Stock Watch: Indian Stock Indices continue their robust rally
By Amit Sinha*
Weekly Insights – Technical
06 April -13 April
Indian Stock Market Indices status as of day closing April 13, 2023
Sensex: 60,431 (+38.23) +0.06%
Nifty 50: 17,828 (+42.10) +0.09%
Nifty Bank: 42,132 (+574.60) +0.20%
Indian Stock Indices continued their robust rally on the heels of the Reserve Bank of India’s Monetary Policy decision last week to take a pause on the interest rate hikes. The last trading session on Thursday, April 13, 2023, ended with the FIIs (Foreign institutional investors) buying in equities worth Rs.221.85 crores whereas DIIs (Domestic institutional investors) sold Rs. 273.68 crores worth of equities.
As of April 2023 – MTD (Month to Date) basis, the net buys of FIIs is about 5000 crores which is a very positive and reversal sign from the earlier months. The following data depicts their rising interest trend:
Last week’s highlight
March 2023 Indian Retail Inflation: The data was released which was a much-needed relief to the market as the inflation rate plummeted to a 15-month low of 5.66 % in March. In January 2023 the inflation rate had rocketed to 6.52%. In addition to this favourable news, the CPI (Consumer Food Price Index) also fell to 4.79% over 5.79% as was in February 2023.
The aggressive interest rate hikes by RBI thus confirm that their policy has given fruitful results in containing India’s inflation however the market is still expecting on the side-lines, another rate hike in the next 2-3 months to contain the inflation rate further.
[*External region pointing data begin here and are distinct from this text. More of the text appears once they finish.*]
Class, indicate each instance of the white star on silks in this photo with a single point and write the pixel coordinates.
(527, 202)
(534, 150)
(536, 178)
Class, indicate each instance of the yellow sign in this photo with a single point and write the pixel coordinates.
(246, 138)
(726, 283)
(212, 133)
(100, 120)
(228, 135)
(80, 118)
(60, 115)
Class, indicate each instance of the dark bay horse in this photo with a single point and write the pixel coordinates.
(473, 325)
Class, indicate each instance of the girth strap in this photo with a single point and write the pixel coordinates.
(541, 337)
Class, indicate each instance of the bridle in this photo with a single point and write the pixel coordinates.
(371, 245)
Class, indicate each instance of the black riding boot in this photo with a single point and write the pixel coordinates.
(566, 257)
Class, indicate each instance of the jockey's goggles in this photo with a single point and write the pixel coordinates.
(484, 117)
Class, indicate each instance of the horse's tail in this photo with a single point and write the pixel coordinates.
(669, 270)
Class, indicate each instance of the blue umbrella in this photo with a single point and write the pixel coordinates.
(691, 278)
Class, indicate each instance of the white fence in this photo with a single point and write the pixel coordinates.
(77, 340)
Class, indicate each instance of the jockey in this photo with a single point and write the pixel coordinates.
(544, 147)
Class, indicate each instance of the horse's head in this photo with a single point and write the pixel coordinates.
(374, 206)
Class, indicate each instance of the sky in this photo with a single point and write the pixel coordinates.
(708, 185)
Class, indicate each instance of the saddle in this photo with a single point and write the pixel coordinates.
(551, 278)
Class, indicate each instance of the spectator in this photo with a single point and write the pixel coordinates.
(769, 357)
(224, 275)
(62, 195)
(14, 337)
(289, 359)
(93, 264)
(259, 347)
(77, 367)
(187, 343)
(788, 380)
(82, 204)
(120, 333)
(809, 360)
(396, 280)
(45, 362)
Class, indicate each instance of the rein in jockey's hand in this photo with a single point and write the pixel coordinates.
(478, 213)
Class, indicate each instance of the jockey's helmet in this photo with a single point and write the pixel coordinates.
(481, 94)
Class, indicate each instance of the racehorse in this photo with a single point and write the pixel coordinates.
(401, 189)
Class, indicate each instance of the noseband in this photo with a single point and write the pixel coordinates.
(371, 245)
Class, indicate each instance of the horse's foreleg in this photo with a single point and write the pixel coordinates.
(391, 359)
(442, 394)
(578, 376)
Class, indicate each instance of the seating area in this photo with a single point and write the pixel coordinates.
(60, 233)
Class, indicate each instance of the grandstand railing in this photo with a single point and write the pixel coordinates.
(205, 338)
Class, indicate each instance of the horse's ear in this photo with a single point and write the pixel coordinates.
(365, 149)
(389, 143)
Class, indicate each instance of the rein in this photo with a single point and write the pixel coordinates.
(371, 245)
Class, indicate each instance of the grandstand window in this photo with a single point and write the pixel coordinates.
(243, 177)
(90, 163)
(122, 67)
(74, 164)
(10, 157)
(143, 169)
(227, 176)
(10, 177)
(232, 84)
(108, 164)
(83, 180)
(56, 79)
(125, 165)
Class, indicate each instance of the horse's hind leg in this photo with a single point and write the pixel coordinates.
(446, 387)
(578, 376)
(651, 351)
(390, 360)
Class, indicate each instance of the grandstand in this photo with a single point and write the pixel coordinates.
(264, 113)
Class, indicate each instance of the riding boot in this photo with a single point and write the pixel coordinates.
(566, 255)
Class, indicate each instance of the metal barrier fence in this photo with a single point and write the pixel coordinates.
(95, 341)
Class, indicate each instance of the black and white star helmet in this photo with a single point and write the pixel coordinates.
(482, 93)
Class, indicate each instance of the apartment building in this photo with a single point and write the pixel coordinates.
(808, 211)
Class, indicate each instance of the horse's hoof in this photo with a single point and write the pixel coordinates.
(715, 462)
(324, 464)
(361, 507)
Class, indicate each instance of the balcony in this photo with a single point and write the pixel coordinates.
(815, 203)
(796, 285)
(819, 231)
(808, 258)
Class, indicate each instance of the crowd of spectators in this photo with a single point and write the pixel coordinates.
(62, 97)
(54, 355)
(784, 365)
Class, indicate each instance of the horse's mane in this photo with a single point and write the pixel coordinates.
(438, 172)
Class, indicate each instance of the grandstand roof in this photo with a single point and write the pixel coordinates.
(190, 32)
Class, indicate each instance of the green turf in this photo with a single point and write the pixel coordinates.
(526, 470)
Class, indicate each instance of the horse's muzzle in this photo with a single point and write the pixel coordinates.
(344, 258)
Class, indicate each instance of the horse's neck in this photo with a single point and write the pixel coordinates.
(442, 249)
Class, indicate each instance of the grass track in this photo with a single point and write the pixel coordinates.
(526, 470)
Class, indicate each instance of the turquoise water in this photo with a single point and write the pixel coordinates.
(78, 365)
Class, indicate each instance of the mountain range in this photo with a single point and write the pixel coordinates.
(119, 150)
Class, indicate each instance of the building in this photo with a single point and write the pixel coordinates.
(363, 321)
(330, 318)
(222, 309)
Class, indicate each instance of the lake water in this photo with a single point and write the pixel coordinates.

TCS (Tata Consultancy) Quarterly Results (Q4FY23): India’s biggest IT company declared its last quarterly results and it was much below street expectations. Q4 growth of 0.6% Quarter on Quarter (QoQ) in constant currency (CC) was a tad below estimate. Q4 margin was flat QoQ due to on-site sticky costs; TCV (Total Contract Value) is strong but revenue conversion is likely to be challenging in the near term. Discretionary projects were on hold and are expected to resume only after the winter holidays in the USA.
EBIT (earnings before interest and taxes) margins declined 120 basis points (bps) in FY23 to 24.1% due to headwinds such as wage hikes, supply-side challenges & higher travel expense increases while tailwinds were pricing, currency & pyramid optimisation.
ICICI Direct Research posted their views on TCS results:
The company’s Q4 performance was weak compared to ours as well as market expectations. The US market outlook for the near term is weak not only from BFSI but also from the retail sector perspective where few clients have paused some programs. The order book, however, continues to be healthy and the company do not see a slowdown over there, however, conversion to revenue could be delayed as clients are taking a cautious stance on spending. CEO appointment for 5 years provides some stability at the top while some of the margin expansion levers will continue to play which is expected to provide support for the margins in the medium term. A higher dividend payout is likely to support the share price in the near term.
Impact: Negative
Nifty50 chart on Weekly Time frame as on 13th April 2023 (closing)
US Stock Market – On USA’s Retail Inflation rate of 5% last month was another good news to cheer the market. This is nearly the lowest rate in the last two years. Compared to February 2023 figure of 6%, it’s welcome news for the US economy, hoping for a soft landing and avoiding recession. The recent spate of banking crises also not seeing any traction further to add to any financial stress.
As for the target rate of inflation, the US FED Reserve’s top priority is looking at lowering the rate to close to 2 to 2.5% which was prior to the Covid-19 pandemic. There is a growing consensus that US FED Reserve will hike another 25 basis points in May 2023 and then there could be further pause anticipated. So, Wall Street still remained jittery in its last weekly trading session.
Next Week Market/Trading Session Outlook
Indian Stock Market – So far in April, the Bulls are in charge of the banking sector leading the rally whereas the IT sector is totally laggard due to the USA‘s fearful recession mood. Next week is going to be a volatile market session as the IT sector Versus Banks will play a major role in the daily trading of equities, which will shape the top nifty50 index movement.
The market is expected to react to HDFC Bank and Infosys Quarterly Results (Q4FY23) next week as their results will be declared this weekend.
The overall market trend is very positive and looking forward to gaining more traction in the coming weeks as every dip sees a buy-in equities. There is no sign or news expected of any major collapse.
Disclaimer: The opinions expressed within the content are solely the author’s (not a SEBI registered advisor) and do not reflect the views and beliefs of the website or its affiliates. You should consult a qualified broker or an independent financial advisor before making any investment.
*The writer is a long-term investor/trader. The views expressed are personal.